Particle System #2 (Model Based particle system)
The second shader also runs a complete particle simulation within the shader
just as above. The main difference is that in this case the particles are
launched from the surface of a donor model instead of emitting from a single
point in space. The vertex stride increases to 32 bytes (two vectors) but the
end effect is really useful. As with the first shader, a full dialog of ugly
slider controls is provided, plus you can right click on the particle system
viewer to load a different donor model.
Creator:
Laurent Mascherpa
Description:
A colourful procedural plasma effect.
Creator:
Jeremie Allard
Description:
This effect use a stack of transparent layer to simulate fur. It uses a
vertex program the set up per pixel lighting environment rendered by register
combiners. Only bump textures are used to demonstrate the added quality of per
pixel lighting. It only uses 2 register combiner, it then run on any geforce
card, but the vertex program is only accelerated on a geforce 3. The code is
based to vtxprg_regcomb_setup sample program from NVOGLSDK, it needs to be
copied in NVOGLSDK directory to be compiled.
Creator:
Wade Lutgen
Description:
This is a fairly complex model which is extremely memory and CPU
efficient. The entire model is defined
by about 118 floating point values representing the 1d curved line that is the
cross section for the jellyfish. The
body is made by sweeping this line around in a circle and placing the result in
a display list. The tentacles are 100%
procedurally generated. The shading is
based off of the nvidia membrane shading demo, and uses a small 1-D texturemap.

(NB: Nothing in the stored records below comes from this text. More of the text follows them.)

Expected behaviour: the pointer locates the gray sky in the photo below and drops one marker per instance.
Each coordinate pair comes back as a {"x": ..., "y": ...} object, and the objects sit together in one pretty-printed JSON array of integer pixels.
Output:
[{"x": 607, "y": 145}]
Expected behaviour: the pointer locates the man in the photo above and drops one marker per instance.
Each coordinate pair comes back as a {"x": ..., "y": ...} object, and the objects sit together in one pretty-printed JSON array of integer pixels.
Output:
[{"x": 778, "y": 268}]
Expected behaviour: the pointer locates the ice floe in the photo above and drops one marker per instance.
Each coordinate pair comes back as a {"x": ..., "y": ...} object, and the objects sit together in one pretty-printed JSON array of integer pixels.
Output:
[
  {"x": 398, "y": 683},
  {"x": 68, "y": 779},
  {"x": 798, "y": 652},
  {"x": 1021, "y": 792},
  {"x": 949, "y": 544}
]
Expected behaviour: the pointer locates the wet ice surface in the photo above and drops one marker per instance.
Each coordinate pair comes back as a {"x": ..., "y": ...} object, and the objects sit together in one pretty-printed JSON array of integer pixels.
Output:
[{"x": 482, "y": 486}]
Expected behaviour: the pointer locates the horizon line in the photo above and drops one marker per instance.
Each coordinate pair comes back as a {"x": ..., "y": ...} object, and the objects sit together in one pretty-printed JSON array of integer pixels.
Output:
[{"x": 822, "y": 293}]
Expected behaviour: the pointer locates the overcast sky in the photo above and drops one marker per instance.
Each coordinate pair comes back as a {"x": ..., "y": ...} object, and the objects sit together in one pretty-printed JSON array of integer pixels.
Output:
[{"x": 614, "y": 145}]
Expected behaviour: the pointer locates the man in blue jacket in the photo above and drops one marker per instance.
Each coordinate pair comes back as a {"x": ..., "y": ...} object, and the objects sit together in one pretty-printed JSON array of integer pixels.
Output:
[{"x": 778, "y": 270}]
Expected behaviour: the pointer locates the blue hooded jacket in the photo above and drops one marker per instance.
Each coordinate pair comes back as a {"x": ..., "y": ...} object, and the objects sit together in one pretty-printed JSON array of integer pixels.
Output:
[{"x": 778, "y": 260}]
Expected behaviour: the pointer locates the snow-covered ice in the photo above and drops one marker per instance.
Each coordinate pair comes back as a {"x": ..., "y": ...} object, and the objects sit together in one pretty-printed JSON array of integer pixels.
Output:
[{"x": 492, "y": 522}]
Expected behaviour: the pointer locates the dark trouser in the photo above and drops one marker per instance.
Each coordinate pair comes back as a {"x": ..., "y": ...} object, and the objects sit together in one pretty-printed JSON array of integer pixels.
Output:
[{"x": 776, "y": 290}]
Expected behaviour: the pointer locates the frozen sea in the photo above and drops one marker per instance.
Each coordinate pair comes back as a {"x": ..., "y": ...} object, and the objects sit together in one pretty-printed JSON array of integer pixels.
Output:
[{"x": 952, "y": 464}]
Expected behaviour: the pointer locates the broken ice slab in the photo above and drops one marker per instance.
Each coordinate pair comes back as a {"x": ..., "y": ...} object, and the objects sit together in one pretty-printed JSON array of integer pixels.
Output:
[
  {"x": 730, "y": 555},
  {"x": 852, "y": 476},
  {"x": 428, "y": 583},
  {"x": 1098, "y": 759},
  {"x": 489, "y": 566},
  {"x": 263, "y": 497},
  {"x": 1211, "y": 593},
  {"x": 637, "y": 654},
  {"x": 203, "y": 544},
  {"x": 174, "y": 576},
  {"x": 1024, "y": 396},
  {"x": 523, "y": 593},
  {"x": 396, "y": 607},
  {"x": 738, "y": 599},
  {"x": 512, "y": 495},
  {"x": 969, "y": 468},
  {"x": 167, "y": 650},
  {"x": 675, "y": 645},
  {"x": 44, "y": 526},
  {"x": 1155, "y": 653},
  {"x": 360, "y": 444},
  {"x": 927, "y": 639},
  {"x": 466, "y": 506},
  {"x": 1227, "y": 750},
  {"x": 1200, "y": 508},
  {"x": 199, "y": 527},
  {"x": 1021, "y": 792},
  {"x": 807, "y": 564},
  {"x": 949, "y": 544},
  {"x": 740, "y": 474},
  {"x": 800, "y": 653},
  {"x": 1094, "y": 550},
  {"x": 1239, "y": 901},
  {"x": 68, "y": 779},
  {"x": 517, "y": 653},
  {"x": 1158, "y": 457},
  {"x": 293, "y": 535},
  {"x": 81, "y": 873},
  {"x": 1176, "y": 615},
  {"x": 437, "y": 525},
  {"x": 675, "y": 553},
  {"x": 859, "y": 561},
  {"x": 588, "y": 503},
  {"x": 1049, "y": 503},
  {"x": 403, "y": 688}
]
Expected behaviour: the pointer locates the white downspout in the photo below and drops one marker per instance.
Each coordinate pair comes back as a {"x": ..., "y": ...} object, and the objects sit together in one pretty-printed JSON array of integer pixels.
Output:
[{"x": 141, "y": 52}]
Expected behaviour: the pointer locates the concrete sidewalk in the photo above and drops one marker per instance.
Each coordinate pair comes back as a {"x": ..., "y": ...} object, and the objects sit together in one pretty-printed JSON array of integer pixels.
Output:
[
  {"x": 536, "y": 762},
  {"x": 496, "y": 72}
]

All of the animation and shading are done within the vertex program by perturbing the original vertices and normals according to a simple formula ( new_vertex = (1 + cos(theta)) * old_vertex). Theta depends on y, z, and t. The time is sent once per frame as a parameter.
This adds up to almost no memory or CPU requirements. An undersea scene could be filled with hundreds without being a resource hog.
Creator:
Stefan Guthe
Description:
The volume dataset is visualized using a stack of 2d textures along the
main viewing direction.
Creator:
Peter Popov
Description:
This is Volumetric Fog demo.
Creator:
Szczepan Kuzniarz
Description:
This Effect is an implementation of non-photorealistic shading method
described in [1] and silhouette rendering described in [2]. Register combiners
are used to render silhouette and vertex programs to calculate lighting and
texture coordinates. The lighting model allows shading with mid-tones only, so
edges and specular highlights are remain visible.
References:
[1] Amy Gooch, Bruce Gooch, Peter Shirley, Elaine Cohen 'A Non-
Photorealistic Lighting Model For Automatic Technical
Illustrations', Departament of Computer Science, University
of Utah, http://www.cs.utah.edu
[2] Cass Everitt, 'One-Pass Silhouette Rendering with GeForce and
GeForce2', NVidia Corporation
[1] Vertex shader and pixel shader are terms used by Microsoft DirectX 8. Similar functionality is also available under the OpenGL API via vertex program, texture shader and register combiners extensions.